Kirkwood Adds Windmill Power for Its Ski Resort
By Janet Fullwood, The Sacramento Bee, Calif.
Jul. 14–Kirkwood Mountain Resort is aiming to be the first ski area in the country to meet a significant portion of its electrical need with renewable energy generated on site.
The Alpine County resort has signed a letter of intent with Reno-based Synergy Power Corp. to install 20 wind turbines that would be hooked directly into Kirkwood’s power system.
The spinning blades would provide 6,000 kilowatt-hours of electricity daily — enough to satisfy about 20 percent of demand during the peak winter season and virtually everything needed to keep the lights on in summer.
“This would allow us to eliminate fossil fuel generation for all but four months a year” Kirkwood CEO Dave Likins said. “We could go almost eight months carbon-free as a resort community with 600 to 700 residents.”
If the project passes environmental muster, the turbines could be up and turning by 2010.
A number of Tahoe ski resorts have been making environmental statements and shrinking their carbon footprints by purchasing wind energy for several years. But the wind farms that their “green tag” credits support have been far from the slopes, often several states away.
The resorts still run lifts and lights with power largely derived from fossil fuels.
Kirkwood is Tahoe’s only major resort not connected to the region’s power grid. Its energy comes from Kirkwood Mountain Utilities, an independent producer that operates a diesel-fueled power plant.
The resort has been fined several times for violating pollution standards.
Now, Kirkwood may become a showcase for a new kind of green power: Its wind turbines won’t be the rigid, 350-foot-tall monsters that motorists see churning at places like Tehachapi or Livermore Pass.
“These are 100-foot turbines with significantly smaller blades on them,” Likins said.
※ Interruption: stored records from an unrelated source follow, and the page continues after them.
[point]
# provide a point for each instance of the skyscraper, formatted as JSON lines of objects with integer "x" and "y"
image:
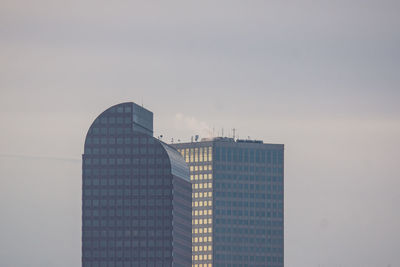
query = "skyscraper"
{"x": 237, "y": 202}
{"x": 136, "y": 208}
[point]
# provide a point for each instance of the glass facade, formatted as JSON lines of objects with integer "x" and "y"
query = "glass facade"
{"x": 199, "y": 159}
{"x": 244, "y": 202}
{"x": 136, "y": 202}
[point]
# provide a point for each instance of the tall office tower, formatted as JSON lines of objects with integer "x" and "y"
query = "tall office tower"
{"x": 237, "y": 202}
{"x": 136, "y": 208}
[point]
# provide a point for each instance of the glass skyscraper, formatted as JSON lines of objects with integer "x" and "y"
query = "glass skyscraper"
{"x": 237, "y": 201}
{"x": 136, "y": 201}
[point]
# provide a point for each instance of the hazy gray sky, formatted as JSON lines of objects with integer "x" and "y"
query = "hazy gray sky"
{"x": 322, "y": 77}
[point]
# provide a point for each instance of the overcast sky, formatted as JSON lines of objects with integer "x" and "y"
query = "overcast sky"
{"x": 321, "y": 77}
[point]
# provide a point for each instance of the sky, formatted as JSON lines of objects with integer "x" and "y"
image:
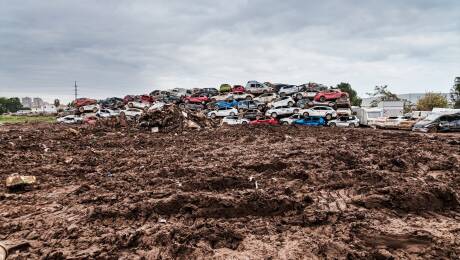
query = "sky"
{"x": 114, "y": 48}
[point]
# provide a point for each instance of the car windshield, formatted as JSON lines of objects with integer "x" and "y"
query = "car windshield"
{"x": 431, "y": 117}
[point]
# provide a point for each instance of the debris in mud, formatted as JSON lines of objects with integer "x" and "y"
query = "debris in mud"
{"x": 171, "y": 118}
{"x": 19, "y": 181}
{"x": 230, "y": 193}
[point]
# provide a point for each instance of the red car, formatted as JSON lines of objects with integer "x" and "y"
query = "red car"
{"x": 80, "y": 102}
{"x": 201, "y": 98}
{"x": 330, "y": 95}
{"x": 264, "y": 121}
{"x": 238, "y": 89}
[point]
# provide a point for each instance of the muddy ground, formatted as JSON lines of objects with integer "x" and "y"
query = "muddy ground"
{"x": 235, "y": 192}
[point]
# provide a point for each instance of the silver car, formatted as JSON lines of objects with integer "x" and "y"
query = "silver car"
{"x": 344, "y": 121}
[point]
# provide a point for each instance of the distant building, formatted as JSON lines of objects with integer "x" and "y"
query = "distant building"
{"x": 26, "y": 102}
{"x": 412, "y": 98}
{"x": 37, "y": 103}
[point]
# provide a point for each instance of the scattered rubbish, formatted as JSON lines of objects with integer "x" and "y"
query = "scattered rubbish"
{"x": 18, "y": 181}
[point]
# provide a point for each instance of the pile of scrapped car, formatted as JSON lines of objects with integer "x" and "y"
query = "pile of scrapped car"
{"x": 256, "y": 103}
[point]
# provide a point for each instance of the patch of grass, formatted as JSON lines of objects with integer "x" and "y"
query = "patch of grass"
{"x": 26, "y": 119}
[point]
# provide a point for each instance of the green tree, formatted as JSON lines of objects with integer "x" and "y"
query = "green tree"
{"x": 430, "y": 101}
{"x": 354, "y": 99}
{"x": 381, "y": 93}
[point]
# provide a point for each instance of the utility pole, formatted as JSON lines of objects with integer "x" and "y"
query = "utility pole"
{"x": 76, "y": 90}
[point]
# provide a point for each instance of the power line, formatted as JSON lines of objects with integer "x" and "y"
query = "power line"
{"x": 76, "y": 90}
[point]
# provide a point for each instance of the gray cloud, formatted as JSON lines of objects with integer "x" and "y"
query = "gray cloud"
{"x": 117, "y": 47}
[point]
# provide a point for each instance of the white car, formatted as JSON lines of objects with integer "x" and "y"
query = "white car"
{"x": 131, "y": 112}
{"x": 344, "y": 121}
{"x": 224, "y": 97}
{"x": 288, "y": 90}
{"x": 281, "y": 111}
{"x": 93, "y": 108}
{"x": 70, "y": 119}
{"x": 140, "y": 105}
{"x": 324, "y": 111}
{"x": 222, "y": 112}
{"x": 267, "y": 97}
{"x": 291, "y": 119}
{"x": 234, "y": 120}
{"x": 241, "y": 96}
{"x": 105, "y": 113}
{"x": 343, "y": 112}
{"x": 255, "y": 87}
{"x": 283, "y": 101}
{"x": 306, "y": 95}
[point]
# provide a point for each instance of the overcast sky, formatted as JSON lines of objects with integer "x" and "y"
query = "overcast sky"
{"x": 113, "y": 48}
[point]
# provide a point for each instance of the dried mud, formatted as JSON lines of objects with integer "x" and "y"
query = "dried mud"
{"x": 234, "y": 192}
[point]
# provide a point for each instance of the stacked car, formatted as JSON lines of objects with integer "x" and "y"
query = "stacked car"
{"x": 255, "y": 103}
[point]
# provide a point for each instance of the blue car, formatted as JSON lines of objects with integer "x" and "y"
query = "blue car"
{"x": 311, "y": 121}
{"x": 225, "y": 104}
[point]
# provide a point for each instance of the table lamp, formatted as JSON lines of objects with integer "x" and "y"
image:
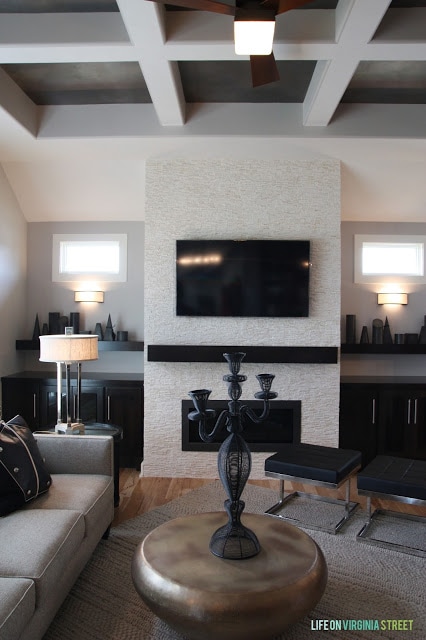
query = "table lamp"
{"x": 68, "y": 349}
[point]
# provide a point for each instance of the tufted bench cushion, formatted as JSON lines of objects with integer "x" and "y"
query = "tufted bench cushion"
{"x": 318, "y": 465}
{"x": 402, "y": 480}
{"x": 401, "y": 477}
{"x": 314, "y": 462}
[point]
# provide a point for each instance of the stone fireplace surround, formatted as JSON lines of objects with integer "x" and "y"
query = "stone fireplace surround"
{"x": 218, "y": 198}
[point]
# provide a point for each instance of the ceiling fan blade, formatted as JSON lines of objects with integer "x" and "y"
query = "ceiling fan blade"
{"x": 288, "y": 5}
{"x": 202, "y": 5}
{"x": 263, "y": 70}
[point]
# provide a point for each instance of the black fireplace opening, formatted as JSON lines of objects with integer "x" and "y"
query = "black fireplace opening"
{"x": 283, "y": 426}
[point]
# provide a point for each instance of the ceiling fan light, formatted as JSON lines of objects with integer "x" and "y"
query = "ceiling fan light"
{"x": 253, "y": 38}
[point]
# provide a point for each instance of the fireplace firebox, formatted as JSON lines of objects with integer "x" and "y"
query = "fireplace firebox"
{"x": 283, "y": 426}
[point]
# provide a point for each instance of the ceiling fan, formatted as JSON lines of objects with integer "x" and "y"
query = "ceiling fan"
{"x": 254, "y": 24}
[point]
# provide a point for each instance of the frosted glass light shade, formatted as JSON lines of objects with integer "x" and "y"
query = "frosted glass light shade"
{"x": 88, "y": 296}
{"x": 73, "y": 348}
{"x": 392, "y": 298}
{"x": 253, "y": 37}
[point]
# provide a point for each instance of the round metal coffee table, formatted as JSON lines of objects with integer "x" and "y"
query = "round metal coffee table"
{"x": 205, "y": 597}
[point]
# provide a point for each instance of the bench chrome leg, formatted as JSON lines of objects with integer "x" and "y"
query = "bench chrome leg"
{"x": 348, "y": 507}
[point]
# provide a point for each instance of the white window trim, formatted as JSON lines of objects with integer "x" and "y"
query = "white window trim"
{"x": 388, "y": 278}
{"x": 58, "y": 276}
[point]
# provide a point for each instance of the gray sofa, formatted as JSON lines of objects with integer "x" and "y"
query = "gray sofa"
{"x": 46, "y": 544}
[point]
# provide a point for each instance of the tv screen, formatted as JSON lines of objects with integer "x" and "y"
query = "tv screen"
{"x": 263, "y": 278}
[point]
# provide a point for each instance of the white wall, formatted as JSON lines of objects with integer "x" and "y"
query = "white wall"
{"x": 237, "y": 199}
{"x": 361, "y": 300}
{"x": 13, "y": 263}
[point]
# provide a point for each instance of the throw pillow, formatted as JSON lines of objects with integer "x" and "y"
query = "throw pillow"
{"x": 23, "y": 474}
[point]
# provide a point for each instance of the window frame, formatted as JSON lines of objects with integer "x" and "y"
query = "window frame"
{"x": 395, "y": 277}
{"x": 61, "y": 276}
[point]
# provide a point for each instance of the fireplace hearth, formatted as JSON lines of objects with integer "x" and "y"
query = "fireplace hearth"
{"x": 283, "y": 426}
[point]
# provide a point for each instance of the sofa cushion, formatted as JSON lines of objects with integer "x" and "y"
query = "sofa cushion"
{"x": 17, "y": 604}
{"x": 23, "y": 474}
{"x": 89, "y": 494}
{"x": 40, "y": 545}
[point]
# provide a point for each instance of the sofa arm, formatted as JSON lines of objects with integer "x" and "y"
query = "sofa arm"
{"x": 77, "y": 453}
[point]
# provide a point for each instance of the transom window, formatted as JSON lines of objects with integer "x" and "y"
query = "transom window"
{"x": 84, "y": 256}
{"x": 399, "y": 259}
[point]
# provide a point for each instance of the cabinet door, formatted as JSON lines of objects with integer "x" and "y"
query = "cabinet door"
{"x": 358, "y": 419}
{"x": 91, "y": 403}
{"x": 21, "y": 397}
{"x": 403, "y": 422}
{"x": 124, "y": 407}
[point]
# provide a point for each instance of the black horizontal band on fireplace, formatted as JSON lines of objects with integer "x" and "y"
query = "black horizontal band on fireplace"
{"x": 283, "y": 426}
{"x": 270, "y": 354}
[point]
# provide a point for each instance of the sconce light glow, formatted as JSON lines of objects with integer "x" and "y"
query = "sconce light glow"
{"x": 392, "y": 298}
{"x": 88, "y": 296}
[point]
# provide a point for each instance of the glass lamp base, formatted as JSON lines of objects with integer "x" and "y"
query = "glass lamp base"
{"x": 73, "y": 427}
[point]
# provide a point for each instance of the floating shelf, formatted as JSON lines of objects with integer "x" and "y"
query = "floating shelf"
{"x": 402, "y": 349}
{"x": 103, "y": 345}
{"x": 201, "y": 353}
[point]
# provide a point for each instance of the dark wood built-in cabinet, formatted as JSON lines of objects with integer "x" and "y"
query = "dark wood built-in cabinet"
{"x": 116, "y": 400}
{"x": 383, "y": 416}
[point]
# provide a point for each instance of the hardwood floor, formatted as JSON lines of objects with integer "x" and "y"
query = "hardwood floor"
{"x": 139, "y": 495}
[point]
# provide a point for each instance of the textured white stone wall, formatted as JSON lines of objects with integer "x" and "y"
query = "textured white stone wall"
{"x": 249, "y": 199}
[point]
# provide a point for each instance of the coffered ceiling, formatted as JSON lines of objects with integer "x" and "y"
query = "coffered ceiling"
{"x": 91, "y": 88}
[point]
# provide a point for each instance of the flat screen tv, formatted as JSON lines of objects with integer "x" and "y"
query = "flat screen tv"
{"x": 262, "y": 278}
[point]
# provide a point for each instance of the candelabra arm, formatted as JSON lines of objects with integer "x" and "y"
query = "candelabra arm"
{"x": 220, "y": 423}
{"x": 248, "y": 411}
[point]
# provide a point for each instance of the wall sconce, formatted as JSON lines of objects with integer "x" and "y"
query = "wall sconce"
{"x": 88, "y": 296}
{"x": 392, "y": 298}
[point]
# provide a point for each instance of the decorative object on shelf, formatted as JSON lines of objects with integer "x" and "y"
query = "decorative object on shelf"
{"x": 54, "y": 322}
{"x": 98, "y": 331}
{"x": 350, "y": 329}
{"x": 75, "y": 321}
{"x": 364, "y": 335}
{"x": 68, "y": 350}
{"x": 88, "y": 296}
{"x": 392, "y": 298}
{"x": 233, "y": 541}
{"x": 387, "y": 336}
{"x": 422, "y": 334}
{"x": 377, "y": 331}
{"x": 36, "y": 330}
{"x": 109, "y": 332}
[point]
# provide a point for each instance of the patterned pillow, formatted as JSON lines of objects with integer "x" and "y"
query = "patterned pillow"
{"x": 23, "y": 474}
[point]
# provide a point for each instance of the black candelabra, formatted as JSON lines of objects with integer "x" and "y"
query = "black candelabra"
{"x": 233, "y": 541}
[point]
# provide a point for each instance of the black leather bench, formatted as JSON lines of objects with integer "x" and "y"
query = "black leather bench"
{"x": 314, "y": 464}
{"x": 398, "y": 479}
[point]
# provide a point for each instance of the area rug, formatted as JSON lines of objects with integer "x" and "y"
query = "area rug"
{"x": 371, "y": 592}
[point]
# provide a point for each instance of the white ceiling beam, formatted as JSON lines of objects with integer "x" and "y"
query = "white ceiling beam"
{"x": 356, "y": 23}
{"x": 96, "y": 122}
{"x": 63, "y": 28}
{"x": 145, "y": 25}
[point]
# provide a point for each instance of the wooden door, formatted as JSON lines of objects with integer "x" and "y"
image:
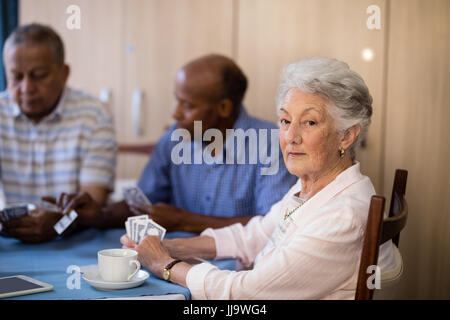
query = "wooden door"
{"x": 418, "y": 139}
{"x": 160, "y": 37}
{"x": 273, "y": 33}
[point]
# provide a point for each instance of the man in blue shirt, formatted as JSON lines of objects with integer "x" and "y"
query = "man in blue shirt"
{"x": 194, "y": 184}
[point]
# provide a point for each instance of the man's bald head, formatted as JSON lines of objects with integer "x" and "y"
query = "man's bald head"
{"x": 215, "y": 77}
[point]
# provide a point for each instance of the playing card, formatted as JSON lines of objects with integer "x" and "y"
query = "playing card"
{"x": 154, "y": 229}
{"x": 141, "y": 226}
{"x": 14, "y": 212}
{"x": 135, "y": 196}
{"x": 131, "y": 227}
{"x": 65, "y": 222}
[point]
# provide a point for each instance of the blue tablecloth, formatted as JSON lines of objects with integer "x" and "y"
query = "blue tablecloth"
{"x": 49, "y": 262}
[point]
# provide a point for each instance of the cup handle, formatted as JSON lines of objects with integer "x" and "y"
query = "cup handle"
{"x": 138, "y": 266}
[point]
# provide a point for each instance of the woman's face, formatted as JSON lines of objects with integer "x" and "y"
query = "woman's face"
{"x": 308, "y": 137}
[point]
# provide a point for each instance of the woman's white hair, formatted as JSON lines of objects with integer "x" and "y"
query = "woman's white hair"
{"x": 350, "y": 102}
Synergy’s design, developed in the 1970s and proved in sub-Saharan Africa, Saudi Arabia, South Africa, India, Kenya, the Australian Outback and other wind-swept locales, incorporates tilt-rotor technology that allows the turbines’ blades to pivot up to “helicopter” position with increasing wind speeds.
“In high winds, the blade is literally parallel with the ground, so the area the wind sees is almost a flat line,” said Synergy Executive Vice President Greg Jones.
“We’ve had turbines for 15-plus years in Indonesia, Malaysia and other island regions that have typhoons every year, and they ride them out. They’re designed to survive up to 150 mph sustained winds.”
That’s important because Kirkwood often experiences winter storms accompanied by screaming winds well above 100 mph.
“We clocked 190 mph winds twice during the last winter season,” Likins said.
Synergy’s design offers the additional benefit of operating more efficiently in low winds — also common at Kirkwood — than their bigger, heavy brethren, he added.
There’s a way to go yet before Kirkwood’s desire to put its money where its wind is becomes reality. The U.S. Forest Service will subject the wind proposal to a stringent review and permit process and invite public scrutiny.
“We’re highly concerned about visuals,” said Doug Barber, district ranger with the Amador Ranger District of the El Dorado National Forest. “But if we can overcome objections, I’d say yes, we’re in favor, because they’re dependent on diesel and have air-quality issues, and this would help with that.”
Kirkwood is working to identify non-intrusive locations that won’t be visible from Highway 88, the Mokelumne Wilderness or other visual corridors in the region.
The resort’s master plan calls for more than just wind to help it reach clean-energy sustainability. It’s signed a deal with True Energy of Carlsbad to retrofit generators of its existing power plant with propane-powered microturbines to capture waste heat for steam-based electricity. The process would cut diesel emissions and improve efficiency another 20 percent, according to Likins.
“When we put wind and steam-heat recovery together, we’re down to maybe just 60 to 80 days a year of relying on diesel,” he said.
By next year, Kirkwood plans to have a system of solar arrays, similar to those at Cal Expo, sprinkled over 8 to 10 acres of its parking lots.
“We could possibly see another 20 percent of demand handled through that,” Likins said.
Kirkwood’s sustainable energy won’t come cheap.
“We’re paying a lot for electricity under this model, but we’ve always felt that an important part of our role is to be stewards of the environment,” Likins said.
Jiminy Peak Mountain Resort in Massachusetts is the only ski area in the country that has installed a wind turbine.